- Portrayed by: David Canary
- Duration: 1984–2009, 2011
- First appearance: 1984
- Last appearance: September 23, 2011
- Created by: Wisner Washam
- Introduced by: Jacqueline Babbin

= Stuart Chandler =

Stuart Chandler is a fictional character on American daytime drama All My Children. He was a member of the powerful and wealthy Chandler family. He was portrayed by David Canary from October 1984 to May 28, 2009, and for a brief return during the show's TV finale on September 23, 2011.

==Brief character history==
=== Identical opposite ===
Stuart is the older identical twin brother to wealthy businessman, Adam Chandler. Stuart's personality is the opposite of Adam's. Adam is ruthless, unethical, and domineering; Stuart is kind, generous, and honest. This is reflected in their physical appearances: Adam always wears a business suit and keeps his hair slick and neat. Stuart wears colorful cardigans with slacks and has ruffled hair. Stuart often serves as his brother's conscience, attempting to sway Adam from some of his more heartless schemes. If pressured by others, Stuart will impersonate his brother Adam, although this ruse is usually quickly undone.

===Relationships and career===
Stuart was an artist, who taught art classes and ran a gallery in Pine Valley.

At the time of his apparent death, Stuart was married to Marian Colby, whose daughter, Liza, was married to Adam three times. Stuart's first wife was Joanna Yeager (Meg Myles), who served as Adam's assistant and who also had an affair with Adam. His second wife, Cindy Parker, died of AIDS-related complications, leaving Stuart with an adopted son, Scott Parker (now Scott Chandler).

===Main role in Pine Valley===
In Stuart's first appearances, Adam held Stuart against his will in the secluded West Wing of the Chandler mansion, due to misplaced anger at Palmer Cortlandt for allegedly murdering their sister, Lottie. After Stuart's release, he became a well-loved advice-giver in Pine Valley and a popular character for fans of the show.

===Death===
In celebration of Adam handing down his business to Scott, Stuart abandoned his trademark sweaters and slacks and donned a suit. In a tragic twist of fate, a number of Pine Valley's residents, infuriated with Adam, arrived at the Chandler Mansion armed with handguns. On May 15, 2009, Stuart was mistaken for Adam and was shot to death by one of these people.

After being arrested, Zach Slater confessed to Stuart's murder, but Jesse Hubbard doubted his claims and soon after, Kendall Hart was arrested for his murder. Immediately following her arrest, Stuart's funeral was held and all of his friends in family were in attendance. In honor of his memory, those who were in attendance sang "High Hopes", which was Stuart's favorite song and Scott shared a conversation he had with his father just following 9/11 about the power of love. Ryan, Erica, Aidan, and Kendall think that Annie killed Stuart. D.A. Henry North before his death believed that Kendall killed Stuart.

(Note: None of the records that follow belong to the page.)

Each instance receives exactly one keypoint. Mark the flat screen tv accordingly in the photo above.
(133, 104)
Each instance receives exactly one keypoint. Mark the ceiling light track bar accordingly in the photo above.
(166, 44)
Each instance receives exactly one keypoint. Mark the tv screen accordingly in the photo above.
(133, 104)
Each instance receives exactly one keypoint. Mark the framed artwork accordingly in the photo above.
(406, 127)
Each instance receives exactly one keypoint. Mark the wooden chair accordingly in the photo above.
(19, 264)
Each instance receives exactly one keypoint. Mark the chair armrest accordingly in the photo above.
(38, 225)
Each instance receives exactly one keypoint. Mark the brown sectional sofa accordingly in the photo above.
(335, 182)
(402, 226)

He appeared to Kendall as a ghost twice; the first time to help her remember that she was the one who shot him, the second time to accept her apology and to say he can now rest in peace. He forgave Kendall and disappeared.

He appeared as an illusion to his twin brother, Adam, who, after collapsing from exhaustion at the dance competition, asked him if he had been shot too.

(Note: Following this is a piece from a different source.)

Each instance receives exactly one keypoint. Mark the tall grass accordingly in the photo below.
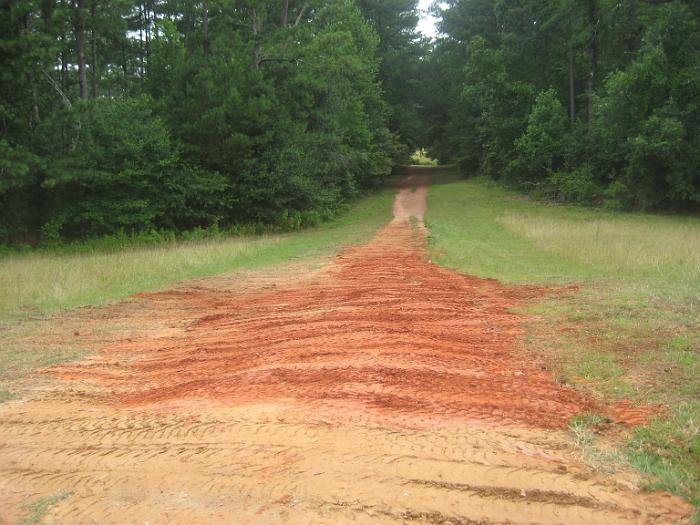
(632, 329)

On October 22, 2009, Emma Lavery had a flashback and it is revealed that Adam shot Stuart (while he was in a drugged state, he was not aware of what had happened until much later).

===End of All My Children===
It appears that as part of David Hayward's Project Orpheus, Stuart did not actually die in 2009. Family gathers around Stuart at the hospital in joy that he was still alive. Adam and the Chandlers subsequently throw a party to welcome Stuart home. He is last seen talking with wife Marian right about to leave the hospital.

===Post-All My Children===
On the November 28, 2012, episode of General Hospital, Skye Chandler, in Port Charles for Edward Quartermaine's funeral, mentions that she will be visiting Pine Valley for Stuart's art show.

==Reception==
In 2024, Charlie Mason from Soaps She Knows called Stuart the only "redeeming" quality of Adam.